Şamil | Kategoriler | Konular

Müfessir

MÜFESSİR

Kur'an'ı tefsir eden, anlamını açıklayıp
yorumlayan ve bu maksatla eser yazan ilim adamı. Kur'an,
anlaşılmak ve kendisiyle amel edilmek üzere indirilmiştir:
"(Bu Kur'an), çok mübarek bir kitaptır. Onu sana indirdik ki
âyetlerini düşünsünler ve akl-ı selîm sahipleri öğüt
alsınlar" (es-Sâd, 38/29).

Kur'an-ı okuyan herkes onu anlamak üzere okumalıdır.
Arapça bilen herkes, Kur'an-ı okurken, onun manasını
anlamak için gayret ederse, kendi kapasitesi oranında onu anlar.
Ancak Kur'an-ı anlama konusunda insanların eşit seviyede
olmadıkları bir gerçektir. Çünkü o, hayatın her
alanına hitap eden, hukuk, ahlâk, tarih vs. gibi konulardan söz
eden bir kitapdır. Hattâ Kur'an'ı tefsir eden müfessirler bile
onu tefsir ederken, daha mütehassıs oldukları bilim dalı açısından
tefsir etmişler ve meselâ; dilci olan, dil yönüne; fakîh olan,
ahkâm yönüne; kelâmcı olan, kelâm yönüne ağırlık
vermişlerdir.

Kendi dilleriyle indiği ve inişinin
sebeplerine şahit oldukları halde Sahabe'nin onu anlama
seviyeleri bile birbirinden farklıydı. Hz. Peygamber (s.a.s),
Ashaba kapalı gelen ayetleri onlara açıklıyordu. Bu
nedenle ilk müfessir, Peygamber (s.a.s)'in kendisidir.
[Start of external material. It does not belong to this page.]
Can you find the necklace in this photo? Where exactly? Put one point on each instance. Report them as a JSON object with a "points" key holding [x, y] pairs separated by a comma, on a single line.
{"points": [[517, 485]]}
Kur'an'ı anlama konusunda insanlar birbirlerinden
farklı olduklarına göre; başkalarına onu tefsir
etmeğe kalkışan kişinin, kendilerine Kur'an'ın
tefsir edildiği kişilerden farklı seviyede olması
gerektiği tabiîdir.

Bu sebepledir ki alimler, Kur'an'ı tefsir edecek
kişinin bazı ilimleri bilmesinin şart olduğunu söylemişlerdir.
Bu şartları şu şekilde özetlemek mümkündür:

a- Arap dilini çok iyi bilmesi. Çünkü Kur'an,
Arapça olarak inmiş ve Arapların dili kullandıkları
üslûplara riayet etmiştir.

b- Nüzûl sebeplerini bilmesi. Nüzûl sebeplerini
bilmek, anlamayı kolaylaştırdığı gibi,
bazı durumlarda tercih edilecek manâyı yakalayabilmek konusunda
da yönlendirici bir öneme sahiptir.

c- Rasûlüllah'ın sünnetini bilmesi.
Rasûlüllah (s.a.s), Allah tarafından Kur'an'ı açıklamakla
da görevlendirilmiştir. Ayrıca Rasûlüllah (s.a.s)'ın
fiil ve davranışları, Kur'an'ın, pratik hayata
aktarılmış şeklidir.

d- İçinde yaşadığı toplumu,
toplumun sosyal meselelerini bilmesi. Zira toplumu bilmek, son derece
önemlidir. Kur'an'ı tefsir etmekten maksat, topluma yol göstermek
olduğuna göre, toplumun problemlerini bilmeyen bir kimsenin topluma
yol göstermesi mümkün değildir.

e- Keskin bir zekâ ve kuvvetli bir muhakeme gücüne
sahip olması. Ancak böyle bir özelliğe sahip olan bir ilim
adamı insanlara faydalı olabilir. İlim adamı insanlara
faydalı olabilir.

Yukarıda ifade ettiğimiz gibi Kur'an-ı
Kerim'i ashaba ilk açıklayan kişi Hz. Peygamber (sas)
olduğundan ilk müfessir olarak da yine o kabul edilmiştir.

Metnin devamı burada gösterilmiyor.